Il film si muove su tre piani narrativi:

- Giovanni è un regista di settant’anni che vuole girare un film sul PCI mentre è alle prese con un matrimonio in crisi, con la Moglie e sua produttrice (Margherita Buy), che sta andando in terapia per trovare il coraggio di porre fine alla loro storia.

- Il film stesso: La storia, ambientata nel 1956 durante la Rivoluzione Ungherese, di un caporedattore del giornale di partito (Silvio Orlando) che deve far fronte ai risvolti politici che ne comportano ed al suo quartiere che sembra essersi schierato anche grazie ad una sua collega militante (Barbora Bobulova).

- E quelli sognati da Giovanni, che desidera girare un film d’amore adolescenziale che abbia come colonna sonora le più amate canzoni d’autore italiane.

È forse questa la formula più riuscita del film, la capacità di raccontare queste tre linee narrative con totale libertà compositiva, senza ricorrere allo schema legnoso delle tre storie che si susseguono, come succede nel precedente Tre Piani.

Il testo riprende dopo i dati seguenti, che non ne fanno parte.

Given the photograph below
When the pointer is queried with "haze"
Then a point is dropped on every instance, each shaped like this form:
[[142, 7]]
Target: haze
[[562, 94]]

Si autocita con intelligenza, gioca col suo cinema. Ridendo, sfreccia su un monopattino elettrico in notturna attraverso Piazza Mazzini a Roma, come se fossimo ancora in Caro Diario. Critica le scarpe di una sua collaboratrice, sostenendo che i sabot sono una vergogna (ve lo ricordate Bianca?). Vuole portare sullo schermo la vicenda di un nuotatore, e strizza l’occhio alle piscine di Palombella rossa. In più si sente l’eco di Aprile. Nel film del 1998 voleva realizzare un’opera politica, per poi momentaneamente abbandonarla e dedicarsi a un musical. In Il sol dell’avvenire Moretti pone una domanda chiave: come si può raccontare il contemporaneo? Come si può cogliere lo spirito dell’Italia senza tradirla? Non è più tempo per gli intellettuali. Come si vede in una sequenza, le giovani leve si nutrono di immagini riciclate, si accontentano senza inventare. Un giovane regista deve girare l’ultima scena del suo film, un colpo di pistola, un’esecuzione. Moretti ferma tutto, cerca di spiegare che servono un’etica e un’estetica al cinema. Ma nessuno lo ascolta. Si infiammano solo quando prova a telefonare a Martin Scorsese. Ci si ferma alla superficie, nessuno vuole approfondire l’essenza delle cose, sul set come nella politica. L’ideale riposa in pace, il Partito è un ricordo.

Quello di oggi è un Nanni Moretti sicuramente cambiato. Non mancano tematiche sempre presenti nel suo cinema come la mancanza, la perdita e la politica, ma quello de Il sol dell’avvenire è sicuramente un Nanni Moretti diverso perché c’è la leggerezza, ma è una serenità compiaciuta che manca di tragedia, di rabbia, manca quel suo essere caustico, sovversivo, quel suo essere “insensibile alle parole di oggi”. Sembra che il giovane regista, quello di Ecce Bombo e La Messa è finita si stia forse adeguando ad un uomo ormai attempato e nostalgico. Ma forse la cosa più triste si cela proprio dietro questa leggerezza con la quale Moretti sembra voglia dirci altro, più funereo de La Stanza del Figlio o di Mia Madre sembra quasi aver preso coscienza di quello che è stato e che mai più sarà. Durante le riprese del suo film Giovanni e la sua troupe interrompono la lavorazione per cantare tutti in coro “Sono solo Parole” di Noemi, ma allora è vero oppure no, citando Michele Apicella, che “le parole sono importanti”?

Il finale ci fa sorridere. Nel trambusto di una parata circense che ricorda Fellini, ma più idealmente il Novecento di Bertolucci, si fanno largo tra la folla tutti i volti che hanno dato vita ai suoi personaggi nei film precedenti e questo ci fa pensare a quanto lo vogliamo bene ad un autore come Nanni Moretti ma anche a come abbia voluto raccontare il passaggio del tempo senza averlo centrato pienamente.